Just refuse. There's no logical reason for him to go there when he has no connection... just by birth doesn't mean anything.

Re: I need help, advice.

Did u read what she said about someone else's son who went back to Pakistan. He became a drug addict and womanizer. I think it's logical for OP to assume tht her son is not mature enough and doesn't want him to be influenced negatively by the wadera/zameendaar culture and also the immense wealth to go to his head. With grown kids they're intimidating her with 2nd wife, that too with the fact that she's the only one with sons. Imagine what they'd do if she as the outsider bahu had only daughters. They would've had a bahu imported from Pakistan a long time back.
Anyway, op I can't think of anything other than keep ur husband on the same page as u, don't let him get influenced by his parents. And also keep having talks with ur son about the negatives of that culture. I think OP would have no problem with them visiting Pakistan if they didn't have the wierd wadera culture and immense wealth thing going on. If they had normal upper middle class relatives in pak maybe she wouldn't be too worried about sending her son. Btw if they do somehow force him to go for "a month" make sure u or ur husband go with him.

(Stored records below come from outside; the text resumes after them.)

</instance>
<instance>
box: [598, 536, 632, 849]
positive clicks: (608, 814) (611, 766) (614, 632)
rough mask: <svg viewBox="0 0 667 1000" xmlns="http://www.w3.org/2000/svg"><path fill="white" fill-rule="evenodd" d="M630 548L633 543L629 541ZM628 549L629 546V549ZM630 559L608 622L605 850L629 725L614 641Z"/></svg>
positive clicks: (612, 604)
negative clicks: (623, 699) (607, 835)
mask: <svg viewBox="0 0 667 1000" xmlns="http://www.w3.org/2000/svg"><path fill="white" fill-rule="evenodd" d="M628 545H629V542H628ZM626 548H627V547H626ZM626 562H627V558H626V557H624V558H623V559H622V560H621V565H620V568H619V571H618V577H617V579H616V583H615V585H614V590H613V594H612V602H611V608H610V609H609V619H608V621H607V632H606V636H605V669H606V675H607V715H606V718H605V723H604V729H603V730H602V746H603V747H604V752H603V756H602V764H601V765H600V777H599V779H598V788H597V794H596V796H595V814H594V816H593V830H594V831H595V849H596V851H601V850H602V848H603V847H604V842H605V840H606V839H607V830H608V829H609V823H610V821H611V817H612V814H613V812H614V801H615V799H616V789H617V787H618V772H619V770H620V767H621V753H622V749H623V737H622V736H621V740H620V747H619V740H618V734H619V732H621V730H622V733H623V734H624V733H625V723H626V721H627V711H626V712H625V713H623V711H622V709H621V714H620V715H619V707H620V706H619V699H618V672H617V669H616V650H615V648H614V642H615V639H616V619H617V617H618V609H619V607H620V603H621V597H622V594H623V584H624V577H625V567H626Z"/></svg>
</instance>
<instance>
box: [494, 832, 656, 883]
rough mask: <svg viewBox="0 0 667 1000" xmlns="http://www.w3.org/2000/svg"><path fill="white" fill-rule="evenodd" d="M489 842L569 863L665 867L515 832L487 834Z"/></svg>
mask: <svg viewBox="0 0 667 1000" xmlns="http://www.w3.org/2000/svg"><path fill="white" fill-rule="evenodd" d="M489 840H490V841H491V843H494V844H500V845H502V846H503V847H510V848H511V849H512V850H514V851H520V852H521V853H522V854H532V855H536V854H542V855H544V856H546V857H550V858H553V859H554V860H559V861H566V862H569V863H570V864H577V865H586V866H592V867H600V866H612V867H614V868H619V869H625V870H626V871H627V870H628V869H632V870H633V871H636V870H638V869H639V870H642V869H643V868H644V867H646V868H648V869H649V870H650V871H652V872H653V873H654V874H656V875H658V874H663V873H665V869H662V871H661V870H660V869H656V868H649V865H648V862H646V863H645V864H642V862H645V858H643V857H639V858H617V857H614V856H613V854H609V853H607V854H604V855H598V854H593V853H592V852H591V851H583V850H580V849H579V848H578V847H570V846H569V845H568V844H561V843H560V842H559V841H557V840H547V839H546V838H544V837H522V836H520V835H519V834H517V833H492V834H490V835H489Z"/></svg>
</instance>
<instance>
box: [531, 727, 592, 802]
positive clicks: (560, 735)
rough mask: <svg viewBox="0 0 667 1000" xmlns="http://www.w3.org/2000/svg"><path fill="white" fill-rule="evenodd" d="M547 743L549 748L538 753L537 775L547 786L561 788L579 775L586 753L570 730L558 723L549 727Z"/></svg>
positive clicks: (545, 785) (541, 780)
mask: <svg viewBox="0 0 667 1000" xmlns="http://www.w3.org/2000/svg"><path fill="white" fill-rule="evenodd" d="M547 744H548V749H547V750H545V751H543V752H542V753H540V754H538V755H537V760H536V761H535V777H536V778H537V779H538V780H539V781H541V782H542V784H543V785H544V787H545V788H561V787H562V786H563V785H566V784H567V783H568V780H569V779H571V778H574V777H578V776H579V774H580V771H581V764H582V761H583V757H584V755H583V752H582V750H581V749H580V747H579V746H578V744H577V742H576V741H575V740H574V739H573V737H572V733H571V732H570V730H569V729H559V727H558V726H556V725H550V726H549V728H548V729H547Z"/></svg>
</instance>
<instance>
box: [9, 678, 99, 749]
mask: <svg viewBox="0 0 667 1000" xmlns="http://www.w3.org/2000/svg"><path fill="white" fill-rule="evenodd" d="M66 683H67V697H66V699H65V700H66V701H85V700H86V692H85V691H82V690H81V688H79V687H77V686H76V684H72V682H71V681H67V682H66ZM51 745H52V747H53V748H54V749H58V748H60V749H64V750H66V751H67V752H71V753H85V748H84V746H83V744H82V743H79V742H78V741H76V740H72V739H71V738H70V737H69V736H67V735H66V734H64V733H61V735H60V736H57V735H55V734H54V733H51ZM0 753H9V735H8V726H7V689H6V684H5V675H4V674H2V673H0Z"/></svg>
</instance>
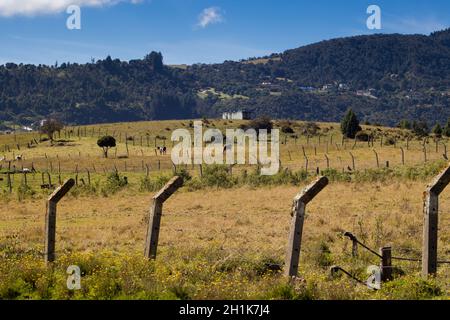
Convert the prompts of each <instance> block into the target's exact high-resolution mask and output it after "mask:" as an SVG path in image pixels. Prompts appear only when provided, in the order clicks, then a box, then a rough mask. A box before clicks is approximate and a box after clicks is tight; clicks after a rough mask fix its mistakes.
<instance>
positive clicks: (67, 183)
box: [44, 179, 75, 262]
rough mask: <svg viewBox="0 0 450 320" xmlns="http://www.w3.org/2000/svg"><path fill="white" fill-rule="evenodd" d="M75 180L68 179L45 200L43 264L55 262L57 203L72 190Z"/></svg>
mask: <svg viewBox="0 0 450 320" xmlns="http://www.w3.org/2000/svg"><path fill="white" fill-rule="evenodd" d="M74 185H75V180H73V179H69V180H67V181H66V182H65V183H64V184H63V185H62V186H60V187H59V188H58V189H56V190H55V192H53V193H52V194H51V195H50V197H49V198H48V200H47V212H46V214H45V245H44V250H45V252H44V258H45V262H53V261H55V239H56V207H57V205H58V202H59V201H60V200H61V199H62V198H63V197H64V196H65V195H66V194H67V192H69V191H70V189H72V187H73V186H74Z"/></svg>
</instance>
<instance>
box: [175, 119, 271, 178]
mask: <svg viewBox="0 0 450 320" xmlns="http://www.w3.org/2000/svg"><path fill="white" fill-rule="evenodd" d="M171 140H172V141H173V142H177V144H176V145H174V147H173V149H172V162H173V163H174V164H175V165H193V164H196V165H201V164H207V165H213V164H222V165H223V164H227V165H235V164H239V165H245V164H249V165H259V166H260V168H261V175H275V174H277V173H278V171H279V169H280V132H279V130H278V129H272V130H271V131H270V134H269V133H268V130H265V129H263V130H258V131H256V130H255V129H247V130H246V131H244V130H243V129H227V130H226V134H225V137H224V135H223V134H222V131H220V130H218V129H208V130H206V131H204V132H203V122H201V121H196V122H194V136H193V137H192V136H191V133H190V132H189V130H186V129H178V130H175V131H174V132H173V133H172V137H171ZM247 142H248V143H247ZM247 146H248V148H247ZM269 149H270V152H269ZM247 156H248V157H247Z"/></svg>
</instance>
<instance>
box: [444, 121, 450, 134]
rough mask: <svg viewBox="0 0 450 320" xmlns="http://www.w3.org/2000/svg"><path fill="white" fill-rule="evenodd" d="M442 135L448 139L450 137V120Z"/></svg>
mask: <svg viewBox="0 0 450 320" xmlns="http://www.w3.org/2000/svg"><path fill="white" fill-rule="evenodd" d="M442 134H443V135H444V136H446V137H450V119H448V120H447V124H446V125H445V127H444V129H443V130H442Z"/></svg>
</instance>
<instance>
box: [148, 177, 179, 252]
mask: <svg viewBox="0 0 450 320" xmlns="http://www.w3.org/2000/svg"><path fill="white" fill-rule="evenodd" d="M182 186H183V178H181V177H174V178H172V180H170V181H169V182H168V183H167V184H166V185H165V186H164V188H162V189H161V190H160V191H159V192H158V193H157V194H156V195H155V196H154V197H153V199H152V204H151V207H150V217H149V222H148V228H147V235H146V237H145V251H144V256H145V257H146V258H147V259H152V260H155V259H156V251H157V249H158V240H159V230H160V226H161V217H162V208H163V204H164V202H166V201H167V199H169V198H170V196H171V195H173V194H174V193H175V192H176V191H177V190H178V189H179V188H181V187H182Z"/></svg>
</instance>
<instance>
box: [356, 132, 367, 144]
mask: <svg viewBox="0 0 450 320" xmlns="http://www.w3.org/2000/svg"><path fill="white" fill-rule="evenodd" d="M355 138H356V140H358V141H363V142H368V141H369V140H370V134H369V133H367V132H366V131H360V132H358V133H357V134H356V137H355Z"/></svg>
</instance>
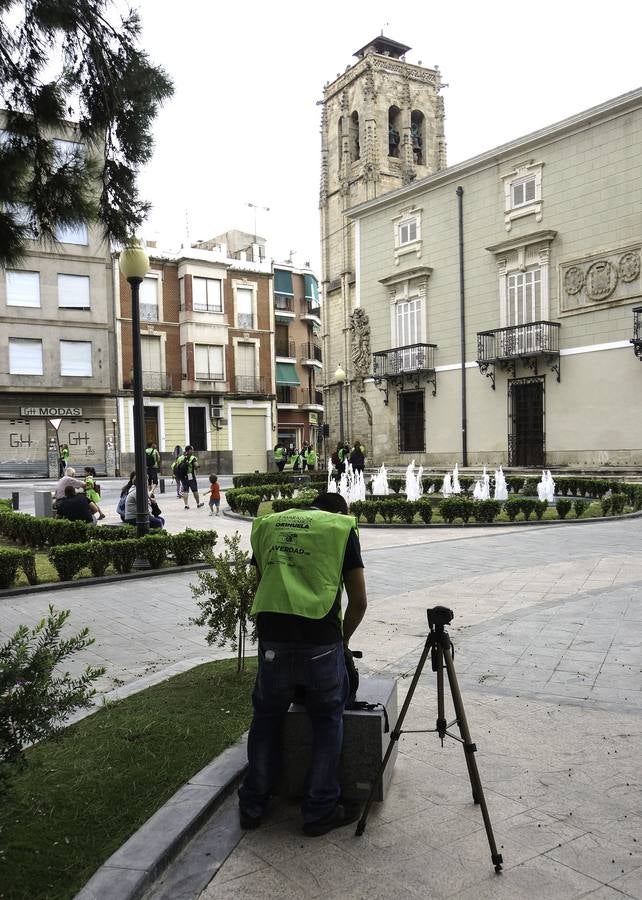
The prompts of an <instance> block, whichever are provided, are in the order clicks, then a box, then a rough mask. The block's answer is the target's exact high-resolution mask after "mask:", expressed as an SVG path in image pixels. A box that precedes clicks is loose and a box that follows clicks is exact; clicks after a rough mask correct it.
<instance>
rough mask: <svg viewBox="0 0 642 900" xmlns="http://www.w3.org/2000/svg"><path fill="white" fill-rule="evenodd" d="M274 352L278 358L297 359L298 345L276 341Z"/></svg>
mask: <svg viewBox="0 0 642 900" xmlns="http://www.w3.org/2000/svg"><path fill="white" fill-rule="evenodd" d="M274 351H275V354H276V356H280V357H283V358H284V359H296V344H295V343H294V341H279V340H277V341H275V344H274Z"/></svg>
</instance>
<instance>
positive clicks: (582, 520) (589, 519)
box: [223, 507, 642, 531]
mask: <svg viewBox="0 0 642 900" xmlns="http://www.w3.org/2000/svg"><path fill="white" fill-rule="evenodd" d="M223 515H224V516H225V517H226V518H227V519H238V520H239V521H240V522H253V521H254V517H253V516H244V515H242V514H241V513H235V512H232V510H231V509H229V507H228V508H227V509H225V510H223ZM640 517H642V510H639V511H638V512H633V513H624V514H623V515H621V516H594V517H592V518H590V519H529V521H528V522H523V521H522V522H466V523H462V524H461V525H449V524H448V523H447V522H435V524H434V525H433V524H432V523H429V524H424V523H421V524H419V523H418V522H417V523H415V524H414V525H412V524H407V523H405V522H359V531H361V530H362V529H364V528H375V529H376V528H392V529H395V530H396V529H399V528H410V529H412V530H413V531H417V530H419V529H425V530H426V531H431V530H432V529H436V528H455V529H456V530H457V531H461V530H462V529H466V528H515V526H517V527H519V528H522V527H523V528H528V527H529V526H531V527H533V526H540V525H593V524H595V523H596V522H621V521H622V519H639V518H640Z"/></svg>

On a side note, I never understood the point of marrying someone to the Quran. Ok the point is so that she doesn't get her land inheritance, she just gets room and board and expenses whatever. But if the waderas/zameendaar r so ok with indulging in criminal activities, indebting families into enslavement, abusing women, mistreating farmers and making them slog, killing ppl over property disputes, killing ppl over ghaerat then who's forcing them to distribute the inheritance?? I mean if they can kill someone so that they won't inherit part of the wealth then why not just let them go run off marry whoever they want and live their life. I mean isn't it better to withhold someone's inheritance rather than refuse them the joy of a happily married life? Or even just the companionship u get from being married. This has just always irked me everytime I've read an article, watched a dram or a movie with this subject matter. I mean if ur going to be evil then atleast choose the lesser one and that too for ur sibling. It's usually the brothers who do this to their sisters right, or basically the male relatives. I really wonder how much money these ppl have that they go to such lengths for it. I mean if it's some exorbitant amount it can't be that bad divided by 4. Like they won't go bankrupt or something. The can probably still afford their havelis and pajeros and multiple wives and foreign vacations. But whatever! I just had to say all this.